Internasional

Pemerintah Mesir: Penyeberangan Rafah Selalu Buka, tapi Bantuan Terhambat Persetujuan Israel

Jum, 17 November 2023 | 19:00 WIB

Pemerintah Mesir: Penyeberangan Rafah Selalu Buka, tapi Bantuan Terhambat Persetujuan Israel

Bantuan-bantuan untuk rakyat Palestina yang masuk melalui Rafah, Mesir. (Foto: Reuters)

Jakarta, NU Online

Menteri Luar Negeri Mesir Sameh Shoukry meminta komunitas internasional untuk mendesak Israel agar mengizinkan bantuan masuk ke Jalur Gaza melalui penyeberangan Rafah.


Pihaknya memastikan bahwa penyeberangan Rafah yang merupakan satu-satunya akses menuju Gaza selalu terbuka. Hanya saja, arus keluar dan masuk bantuan dari Mesir ke Gaza berada di bawah kendali otoritas Israel.


"Perlintasan Rafah terbuka di pihak kami, tetapi masuknya bantuan harus mendapat persetujuan dari pihak Israel," ungkap dia, seperti dilansir dari Middle East Monitor.


Ia menekankan bahwa situasi kemanusiaan di Jalur Gaza tidak dapat ditoleransi. Dia juga menilai bahwa segala upaya untuk menggusur warga Palestina merupakan pelanggaran terhadap hukum internasional.


Penyeberangan Rafah saat ini merupakan satu-satunya jalur bagi Gaza menuju dunia luar. Truk bantuan Arab dan komunitas internasional yang membawa bantuan dibawa ke  penyeberangan Rafah setelah tiba di Bandara Internasional El-Arish, Mesir.

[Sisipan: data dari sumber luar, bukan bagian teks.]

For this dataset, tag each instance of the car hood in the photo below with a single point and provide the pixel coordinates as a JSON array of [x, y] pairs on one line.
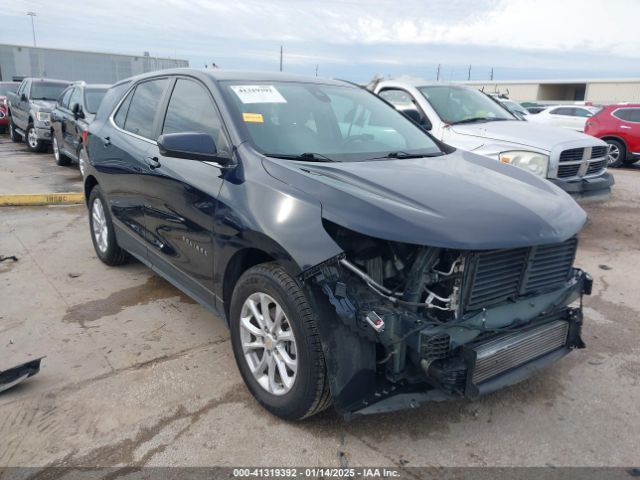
[[529, 134], [462, 200], [44, 105]]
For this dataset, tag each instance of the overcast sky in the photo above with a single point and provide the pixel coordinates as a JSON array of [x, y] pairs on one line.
[[351, 39]]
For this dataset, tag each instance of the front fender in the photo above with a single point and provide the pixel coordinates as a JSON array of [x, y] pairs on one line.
[[254, 210]]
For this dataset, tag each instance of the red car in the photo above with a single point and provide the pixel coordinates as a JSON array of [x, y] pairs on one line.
[[619, 126], [4, 110]]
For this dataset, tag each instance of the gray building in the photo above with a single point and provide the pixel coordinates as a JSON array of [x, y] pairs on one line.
[[597, 91], [17, 61]]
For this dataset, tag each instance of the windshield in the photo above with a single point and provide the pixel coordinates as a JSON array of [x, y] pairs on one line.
[[461, 104], [46, 90], [93, 97], [514, 107], [339, 123], [8, 87]]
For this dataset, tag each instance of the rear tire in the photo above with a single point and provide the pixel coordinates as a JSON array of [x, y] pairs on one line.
[[61, 159], [103, 234], [15, 136], [293, 341], [617, 153], [34, 144]]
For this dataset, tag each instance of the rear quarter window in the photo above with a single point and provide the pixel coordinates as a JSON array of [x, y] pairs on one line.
[[144, 106], [628, 114]]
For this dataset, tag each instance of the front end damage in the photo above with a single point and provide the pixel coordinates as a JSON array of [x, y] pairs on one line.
[[442, 324]]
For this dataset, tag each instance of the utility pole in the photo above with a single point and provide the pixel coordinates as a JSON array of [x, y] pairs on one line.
[[33, 28]]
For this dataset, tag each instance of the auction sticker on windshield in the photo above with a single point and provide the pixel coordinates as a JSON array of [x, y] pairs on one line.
[[258, 94], [253, 117]]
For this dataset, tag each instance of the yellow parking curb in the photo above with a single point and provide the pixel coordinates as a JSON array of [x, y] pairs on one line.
[[41, 199]]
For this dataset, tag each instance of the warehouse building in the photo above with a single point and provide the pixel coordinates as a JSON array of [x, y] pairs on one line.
[[601, 91], [17, 62]]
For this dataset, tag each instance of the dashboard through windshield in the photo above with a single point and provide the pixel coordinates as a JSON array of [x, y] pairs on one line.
[[316, 122]]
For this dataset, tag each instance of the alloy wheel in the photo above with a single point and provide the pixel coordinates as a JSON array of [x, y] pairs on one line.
[[99, 225], [81, 162], [614, 153], [32, 138], [268, 343], [56, 150]]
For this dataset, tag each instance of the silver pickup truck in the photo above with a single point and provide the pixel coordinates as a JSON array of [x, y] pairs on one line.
[[468, 119], [30, 109]]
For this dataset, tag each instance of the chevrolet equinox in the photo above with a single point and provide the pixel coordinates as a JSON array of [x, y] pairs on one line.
[[357, 260]]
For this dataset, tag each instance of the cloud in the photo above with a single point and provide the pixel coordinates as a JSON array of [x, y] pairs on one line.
[[413, 34]]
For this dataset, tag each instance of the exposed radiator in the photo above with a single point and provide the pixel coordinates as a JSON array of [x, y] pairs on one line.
[[507, 274], [514, 349]]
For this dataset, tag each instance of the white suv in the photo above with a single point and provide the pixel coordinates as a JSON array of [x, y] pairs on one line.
[[567, 116], [468, 119]]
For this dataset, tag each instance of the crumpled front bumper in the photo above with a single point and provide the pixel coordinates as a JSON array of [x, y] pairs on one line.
[[43, 133], [588, 189], [507, 358]]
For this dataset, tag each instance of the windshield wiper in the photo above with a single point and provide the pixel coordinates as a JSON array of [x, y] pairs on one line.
[[479, 119], [307, 157], [403, 155]]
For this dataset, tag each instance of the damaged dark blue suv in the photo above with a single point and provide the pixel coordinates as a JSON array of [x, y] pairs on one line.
[[357, 260]]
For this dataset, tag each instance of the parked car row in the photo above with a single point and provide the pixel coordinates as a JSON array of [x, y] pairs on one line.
[[5, 88], [357, 257], [47, 112], [619, 126], [368, 249], [466, 118]]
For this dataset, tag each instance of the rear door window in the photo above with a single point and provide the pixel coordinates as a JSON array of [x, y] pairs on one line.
[[144, 107], [628, 114], [191, 109], [76, 97], [64, 98]]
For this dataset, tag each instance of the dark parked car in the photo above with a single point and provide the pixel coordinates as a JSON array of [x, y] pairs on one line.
[[70, 119], [5, 88], [356, 259], [30, 109], [619, 126]]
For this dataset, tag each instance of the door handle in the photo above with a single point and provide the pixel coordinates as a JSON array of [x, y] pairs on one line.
[[153, 162]]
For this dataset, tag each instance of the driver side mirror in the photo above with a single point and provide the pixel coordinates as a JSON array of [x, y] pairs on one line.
[[414, 115], [77, 111], [190, 146]]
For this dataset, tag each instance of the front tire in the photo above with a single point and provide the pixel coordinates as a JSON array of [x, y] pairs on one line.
[[61, 159], [276, 343], [15, 136], [34, 144], [617, 153], [103, 235]]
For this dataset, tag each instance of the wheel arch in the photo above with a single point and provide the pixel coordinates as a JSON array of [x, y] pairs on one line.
[[240, 262], [89, 183], [614, 137]]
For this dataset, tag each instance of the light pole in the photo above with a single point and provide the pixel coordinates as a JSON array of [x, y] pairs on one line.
[[33, 28]]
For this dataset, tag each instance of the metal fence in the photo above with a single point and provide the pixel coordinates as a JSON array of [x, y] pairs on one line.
[[93, 67]]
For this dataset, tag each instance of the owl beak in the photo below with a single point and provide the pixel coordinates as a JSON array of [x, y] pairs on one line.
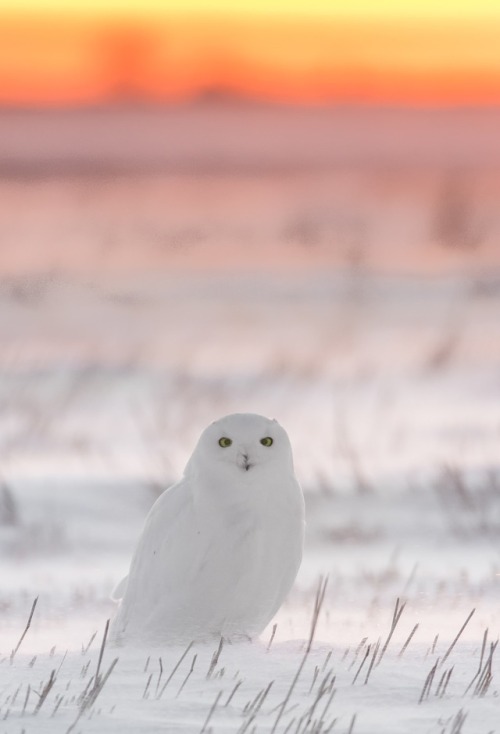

Juru bicara Kementerian Luar Negeri Mesir Ahmed Hafez mengatakan bahwa  Israel adalah pihak yang menghalangi masuknya bantuan ke daerah kantong tersebut, "Dengan prosedur yang menghalangi dan alasan pembenaran yang tidak berdasar," tuturnya.


Komisaris Jenderal Badan Bantuan dan Pekerjaan Perserikatan Bangsa-Bangsa untuk Pengungsi Palestina atau United Nations Relief and Works Agency for Palestine (UNRWA) mengungkapkan bahwa masyarakat Gaza terjebak di wilayah seluas 365 kilometer persegi tanpa jalan keluar.


"Hampir enam minggu terasa seperti neraka bagi masyarakat Gaza. Enam minggu terlalu lama bagi warga Palestina, bagi perempuan, dan bagi anak-anak," ungkap dia dalam pernyataannya pada Kamis (16/11/2023) dilansir laman UNRWA.


Hingga saat ini, ia mencatat terdapat lebih dari 800.000 orang mengungsi di tempat pengungsian UNRWA.


"Kami terus membicarakan kondisi kehidupan yang tidak sehat di tempat penampungan yang penuh sesak ini. Pertama, kami melihatnya karena hampir tidak ada air di tempat yang terdapat ribuan orang. Tapi ini adalah tempat yang tidak pernah dimaksudkan sebagai tempat berlindung. Pada dasarnya air tidak tersedia. Hanya ada satu toilet yang tersedia untuk 700 orang. Inilah kondisi kehidupan," paparnya.